| |
| |
| |
Ringsteken
Poesjkiniana
‘De 29ste Januari (nieuwe stijl: 10 Februari) 1837, stierf de dichter Aleksadr Sergejewitsj Poesjkin, en in het begin van Februari 1937 is zijn nagedachtenis op grootse wijze gevierd geworden, overal waar Russen wonen, èn in de Sowet-Unie èn daarbuiten,’ schrijft G. Van Wijk in De Gids. ‘Emigré's en Sowet-burgers hebben daarbij allerlei ideën en uitspraken van Poesjkin met instemming vermeld; hun keus was veelal een andere, maar al wat Rus is, is het er over eens, dat Poesjkin de Russische dichter bij uitnemendheid is, die het leven van zijn volk - en niet alleen dit - zo diep heeft doorvoeld en zo suggestief beschreven, dat niemand der jongeren hem overtroffen heeft, - een feit te merkwaardiger, daar hij aan het begin der klassieke letterkunde staat, en niet midden et in. Hierdoor wordt zijn levenswerk nog te bewonderenswaardiger.

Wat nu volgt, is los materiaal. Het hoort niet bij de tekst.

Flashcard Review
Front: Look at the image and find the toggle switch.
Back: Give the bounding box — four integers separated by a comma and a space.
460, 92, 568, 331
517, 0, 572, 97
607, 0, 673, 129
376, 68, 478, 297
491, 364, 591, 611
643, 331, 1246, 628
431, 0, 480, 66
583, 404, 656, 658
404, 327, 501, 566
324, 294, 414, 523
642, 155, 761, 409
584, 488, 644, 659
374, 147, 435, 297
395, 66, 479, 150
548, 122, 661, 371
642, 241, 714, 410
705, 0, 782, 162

Herzen heeft in een beroemde passage, waar hij de grote qualiteiten van het Russische volk opnoemt, Poesjkin's “reusachtige verschijning” voorgesteld als het antwoord, dat de natie een eeuw na Peter den Groten gegeven heeft op zijn oproep om zich te beschaven. Peter was begonnen met in het vooral in intellectuëel opzicht barbaarse Rusland zijner dagen allereerst de praktische, technische zijden van de Europese cultuur tot ontwikkeling te brengen; weldra gaat de letterkunde volgen, - en dan verschijnt na een eeuw Poesjkin. Het ziet er uit als een wonder, en aldus wordt Poesjkin's optreden inderdaad dikwijls genoemd.’
***
‘Van vaders kant, aldts Dr. Boris Raptschinsky in De Nieuwe Gids, behoorde Poesjkin tot een oud adellijk geslacht, dat echter nooit tot de hooge aristocratie had behoord. Van moeders kant was hij een afstammeling van een Neger, dien Peter de Groote ten geschenke had gekregen; Peter maakte den zwarten slaaf tot Russisch edelman (de groote hervormer van Rusland kende geen rasvooroordeelen) en stelde veel vertrouwen in hem. De Negers van Haarlem noemen Poesjkin daarom een der hunnen. Poejskin kreeg zijn schoolopleiding aan het Lyceum te Tsarkoje Selo. Daarna leidde hij het gewone leven van de adellijke jongelui van zijn tijd, waarbij kaarten, vrouwen en wijn de eerste plaats innamen. Reeds vroeg begon hij gedichten te schrijven, die de aandacht van zijn tijdgenooten trokken. Een dier gedichten wekte bij den tsaar ontevredenheid, en Poesjkin werd naar het Zuiden verbannen. Later kreeg hij bevel, op zijn landgoed te wonen, en werd hij onder politietoezicht gesteld. Dat heeft een voordeel opgeleverd: door zijn gedwongen verblijf op het landgoed kon hij geen deel nemen aan den opstand der z.g. Dekabristen (1825), waardoor hem het vreeselijke lot van die opstandelingen bespaard is gebleven.
| |
| |
Na de troonsbestijging van Nicolaas I (tegen wien de opstand gericht was) kon Poesjkin naar Petersburg terugkeeren. Hij kreeg verlof gedichten te schrijven, maar hij werd aan de censuur van den chef der gendarmerie onderworpen, die een ongehoord strenge censor bleek te zijn, tot groot nadeel van de literatuur. Om het toezicht nog meet te versterken benoemde de tsaar hem tot kamer-jonker, hetgeen den dichter, die geen jongen meer was, belachelijk maakte. Poesjkin leerde in 1828 de knappe, maar onbenullige, Natalia Gontsjarowa kennen en huwde haar, ondanks het groote verschil in leeftijd en het feit, dat het meisje niets om hem gaf; zijn mulattenuiterlijk boezemde haar wellicht zelfs tegenzin in, hoewel dit slechts een veronderstelling is.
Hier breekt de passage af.